Hypothalamic-pituitary radiation therapy has been the standard treatment for the diabetes insipidus of Langerhans cell histiocytosis. The goal of this study was to assess the role of radiation therapy in Langerhans cell histiocytosis-associated diabetes insipidus and to compare the results with nonirradiated controls. Forty-seven patients with pathologically confirmed Langerhans cell histiocytosis were diagnosed with diabetes insipidus between 1950 and 1989 and were treated at the Mayo Clinic. These patients were divided into two groups on the basis of treatment for the diabetes insipidus: The first group (radiation group) included 30 patients (28 of whom were evaluable for response) who received hypothalamic-pituitary radiation therapy, and the second group (control group) included 17 patients who did not. A partial response to treatment was defined as a reduction in vasopressin dosage or improvement in computed tomography (CT) or magnetic resonance imaging (MRI). A complete response was defined as no further need for vasopressin therapy or normalization of CT or MRI. End points analyzed included treatment response, patient characteristics, morbidity, dose-response relationship, and survival. Patient characteristics of the two groups were similar except for age and lung involvement, both of which were significantly less in the radiation group.
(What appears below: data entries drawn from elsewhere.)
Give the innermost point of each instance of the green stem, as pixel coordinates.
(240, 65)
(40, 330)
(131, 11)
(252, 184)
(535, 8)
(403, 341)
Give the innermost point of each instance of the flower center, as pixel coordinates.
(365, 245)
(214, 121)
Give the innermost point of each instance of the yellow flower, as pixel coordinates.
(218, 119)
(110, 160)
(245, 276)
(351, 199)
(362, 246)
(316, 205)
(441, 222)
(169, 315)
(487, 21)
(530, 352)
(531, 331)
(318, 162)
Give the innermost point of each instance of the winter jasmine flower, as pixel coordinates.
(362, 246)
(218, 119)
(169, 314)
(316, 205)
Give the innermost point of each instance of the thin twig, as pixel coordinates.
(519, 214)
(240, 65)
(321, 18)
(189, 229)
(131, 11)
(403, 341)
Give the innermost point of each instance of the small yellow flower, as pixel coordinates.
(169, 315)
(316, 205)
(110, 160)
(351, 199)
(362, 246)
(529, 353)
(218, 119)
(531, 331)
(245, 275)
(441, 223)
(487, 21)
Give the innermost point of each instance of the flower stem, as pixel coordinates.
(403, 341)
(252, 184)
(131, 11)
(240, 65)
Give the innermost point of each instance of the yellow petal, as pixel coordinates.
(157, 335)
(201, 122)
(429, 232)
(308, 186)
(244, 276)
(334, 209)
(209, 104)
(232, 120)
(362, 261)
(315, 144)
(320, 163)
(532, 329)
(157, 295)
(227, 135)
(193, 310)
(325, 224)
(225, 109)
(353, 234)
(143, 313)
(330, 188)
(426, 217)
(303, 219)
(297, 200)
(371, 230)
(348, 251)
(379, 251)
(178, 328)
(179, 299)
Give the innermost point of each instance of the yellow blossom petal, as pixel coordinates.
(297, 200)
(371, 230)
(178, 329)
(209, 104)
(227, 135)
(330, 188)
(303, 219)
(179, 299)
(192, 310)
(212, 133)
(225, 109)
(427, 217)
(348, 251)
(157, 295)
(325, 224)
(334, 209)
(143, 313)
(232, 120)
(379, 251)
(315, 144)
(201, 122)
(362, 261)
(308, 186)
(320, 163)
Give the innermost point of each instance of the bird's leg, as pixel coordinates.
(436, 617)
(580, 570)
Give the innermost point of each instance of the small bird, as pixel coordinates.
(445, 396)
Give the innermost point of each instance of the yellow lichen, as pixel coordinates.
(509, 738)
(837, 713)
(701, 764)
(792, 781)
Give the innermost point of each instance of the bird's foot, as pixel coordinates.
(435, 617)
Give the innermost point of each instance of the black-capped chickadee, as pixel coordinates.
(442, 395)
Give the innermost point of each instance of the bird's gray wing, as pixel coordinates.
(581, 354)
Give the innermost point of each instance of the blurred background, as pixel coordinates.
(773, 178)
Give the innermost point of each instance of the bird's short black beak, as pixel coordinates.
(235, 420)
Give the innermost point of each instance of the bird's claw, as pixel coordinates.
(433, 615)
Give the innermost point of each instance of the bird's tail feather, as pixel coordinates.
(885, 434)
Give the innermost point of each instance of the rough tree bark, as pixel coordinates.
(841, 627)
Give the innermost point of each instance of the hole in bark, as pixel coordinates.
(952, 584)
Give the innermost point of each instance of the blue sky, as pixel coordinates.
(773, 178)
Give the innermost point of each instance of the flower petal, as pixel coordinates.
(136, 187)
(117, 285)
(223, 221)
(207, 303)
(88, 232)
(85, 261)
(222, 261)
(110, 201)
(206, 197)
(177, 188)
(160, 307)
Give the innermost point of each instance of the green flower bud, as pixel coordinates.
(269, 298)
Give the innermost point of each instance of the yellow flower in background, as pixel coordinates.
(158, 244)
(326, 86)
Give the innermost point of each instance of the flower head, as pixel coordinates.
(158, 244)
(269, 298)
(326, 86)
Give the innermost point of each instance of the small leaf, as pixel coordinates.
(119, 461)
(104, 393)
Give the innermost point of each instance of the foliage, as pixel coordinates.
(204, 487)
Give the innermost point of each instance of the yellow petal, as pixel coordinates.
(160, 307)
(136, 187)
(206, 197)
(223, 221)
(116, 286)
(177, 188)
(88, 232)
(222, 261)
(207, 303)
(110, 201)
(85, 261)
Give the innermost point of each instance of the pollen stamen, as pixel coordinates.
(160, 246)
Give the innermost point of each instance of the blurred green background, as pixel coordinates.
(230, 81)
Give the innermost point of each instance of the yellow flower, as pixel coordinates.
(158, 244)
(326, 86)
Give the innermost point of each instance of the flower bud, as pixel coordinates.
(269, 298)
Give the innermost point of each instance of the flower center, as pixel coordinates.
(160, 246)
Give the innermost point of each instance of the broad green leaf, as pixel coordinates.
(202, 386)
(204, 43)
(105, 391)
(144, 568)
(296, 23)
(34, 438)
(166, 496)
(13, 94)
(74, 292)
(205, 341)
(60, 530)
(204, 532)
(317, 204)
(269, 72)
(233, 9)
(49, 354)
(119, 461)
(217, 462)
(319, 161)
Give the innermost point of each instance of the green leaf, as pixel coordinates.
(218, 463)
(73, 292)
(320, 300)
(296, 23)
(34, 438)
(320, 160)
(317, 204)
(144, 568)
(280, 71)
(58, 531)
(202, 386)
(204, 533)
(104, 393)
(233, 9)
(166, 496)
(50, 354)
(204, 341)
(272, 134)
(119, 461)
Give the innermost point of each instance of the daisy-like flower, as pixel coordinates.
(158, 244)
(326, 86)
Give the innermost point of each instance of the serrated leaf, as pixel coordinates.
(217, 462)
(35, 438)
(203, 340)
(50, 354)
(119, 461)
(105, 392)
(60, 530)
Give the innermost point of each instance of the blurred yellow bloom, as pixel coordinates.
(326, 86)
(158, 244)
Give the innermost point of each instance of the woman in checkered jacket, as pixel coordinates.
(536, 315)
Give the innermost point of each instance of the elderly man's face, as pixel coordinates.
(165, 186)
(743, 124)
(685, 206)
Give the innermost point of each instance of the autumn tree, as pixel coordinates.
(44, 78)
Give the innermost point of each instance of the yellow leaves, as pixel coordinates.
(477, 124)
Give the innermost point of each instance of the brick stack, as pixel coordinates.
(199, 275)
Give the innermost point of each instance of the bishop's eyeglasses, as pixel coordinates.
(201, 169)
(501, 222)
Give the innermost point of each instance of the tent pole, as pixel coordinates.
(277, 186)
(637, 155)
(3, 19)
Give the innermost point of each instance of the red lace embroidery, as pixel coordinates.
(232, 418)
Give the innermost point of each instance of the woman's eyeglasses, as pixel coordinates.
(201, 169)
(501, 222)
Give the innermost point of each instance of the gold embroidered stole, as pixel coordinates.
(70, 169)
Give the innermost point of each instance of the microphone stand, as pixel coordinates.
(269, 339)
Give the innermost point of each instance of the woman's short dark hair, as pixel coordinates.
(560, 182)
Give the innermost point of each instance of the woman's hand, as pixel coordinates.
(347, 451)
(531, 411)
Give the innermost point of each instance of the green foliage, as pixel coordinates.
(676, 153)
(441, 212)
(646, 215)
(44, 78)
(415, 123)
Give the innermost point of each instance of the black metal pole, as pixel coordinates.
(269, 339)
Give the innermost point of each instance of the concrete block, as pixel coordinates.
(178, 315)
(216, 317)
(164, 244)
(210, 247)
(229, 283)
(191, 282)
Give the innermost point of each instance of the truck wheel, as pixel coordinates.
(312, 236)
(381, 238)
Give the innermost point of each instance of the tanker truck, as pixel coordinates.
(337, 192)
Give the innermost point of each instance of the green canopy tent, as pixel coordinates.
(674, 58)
Thirty-six percent of patients (10 of 28) in the radiation group responded to hypothalamic-pituitary radiation therapy (22% complete response and 14% partial response), whereas none in the control group responded. Five of the six complete responders were irradiated within 14 days of the diagnosis of diabetes insipidus. The mean dose used in the responding and nonresponding patients was 11.2 and 10 Gy, respectively. Three of five patients (60%) treated with more than 15 Gy responded compared to seven of 23 (30%) treated with less than 15 Gy. Eight of the 10 responders (80%), compared to 16 of 35 nonresponders (46%), were female. Only one in 20 patients with concomitant lung histiocytosis responded. Complications of therapy may include insufficiency in other hypothalamic-pituitary axes in the treated patients. Actuarial survivals at 5, 10, 20, and 40 years for the entire group were 80%, 78%, 75%, and 65%, respectively, with a median follow-up in living patients of 14.7 years.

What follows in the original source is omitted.